Rajaji was a reconciler at the personal level too. Among the individuals whom he politically fought but later befriended were B.R. Ambedkar, K. Kamaraj, C.N. Annadurai and E.V. Ramaswamy Naicker "Periyar". When Anna died Rajaji was close to 90, yet he delivered a moving tribute at a memorial meeting called by the Sheriff of Madras. Periyar and Rajaji disagreed often, but it is said that it was to Rajaji that Periyar went for advice as regards his marriage. During Rajaji's last illness Periyar visited him several times in hospital, went to the cremation in a wheelchair, and told the press that his lifelong friend and adversary was "a leader unique and unequalled, who lived and worked for high ideals".

But there is more to life, especially to this life, than politics.

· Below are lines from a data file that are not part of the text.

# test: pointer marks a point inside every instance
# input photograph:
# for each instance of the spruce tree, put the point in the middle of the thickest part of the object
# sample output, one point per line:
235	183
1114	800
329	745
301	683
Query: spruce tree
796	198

Thus Rajaji was, at various times, a successful lawyer and municipal administrator, a gifted short story writer (in Tamil), and a superbly effective populariser of our epics. Rajaji liked to claim that "the best service I have rendered to my people is the re-telling of the Ramayana and the Mahabharata". These stories he told with a telling simplicity and directness, and without any theoretical gloss. For, as he said, "the Ramayana is mother's milk for India. It should be left to itself and not philosophised. Mother's milk should not be sent to the chemical analyst!"

Once, while asked to give a speech in memory of Gandhi by the Mysore Assembly, Rajaji warned the organisers that he had "a partiality for restraint in eulogy". This eulogy of Rajaji has not been restrained, but it must at least make an attempt to be rounded. It shall thus take note of his sometimes acid tongue, and, more seriously, of his consistent unwillingness to face the electorate. In 1952, much against Nehru's wishes, he set the unfortunate precedent of choosing nomination to the Upper House in order to become Chief Minister of his state. Then again, Rajaji had a somewhat conservative attitude towards women. He saw them as home-makers and carriers of our culture, but not really as independent agents in their own right. As Paula Richman points out, this attitude informs the depictions in his Ramayana of Shurpanakha and of Sita. Rajaji also abhorred the idea of women working. When a lady with small children approached him for a job, he remarked: "I wonder how a woman with children can be wanting work! Alas for civilisation and the pernicious habit of entrusting the education of children to professional men and ourselves seeking odd work to fill our time!"

Rajaji was not safe from human frailty or blindness. Still, seeing his life and career in the round, one might agree with the judgment of R.G. Casey, the bluff Australian who served as Governor of Bengal, that he "was the wisest man in India". At any rate, the wisest politician. And perhaps the best read one, too. In April 1956, a journalist named N.S. Muthana went to meet Rajaji at his house. He was struck by two things: the lack of distinction of this former Governor-General's abode — a modest single-storied structure which looks like any other building on that road"; and the range of his reading. Stacked on a desk in front of Rajaji were G.K. Chesterton's Father Brown stories; two books on modern biology; Lewis Mumford's Conduct of Life; Valmiki's Ramayana (in Sanskrit); and a few Tamil works. These would be read over the next few weeks: waiting, in a book-case along the wall, were 12 volumes of the speeches of Edmund Burke, and an edition of Shakespeare.

Ramachandra Guha's books include Savaging the Civilized and Environmentalism: A Global History.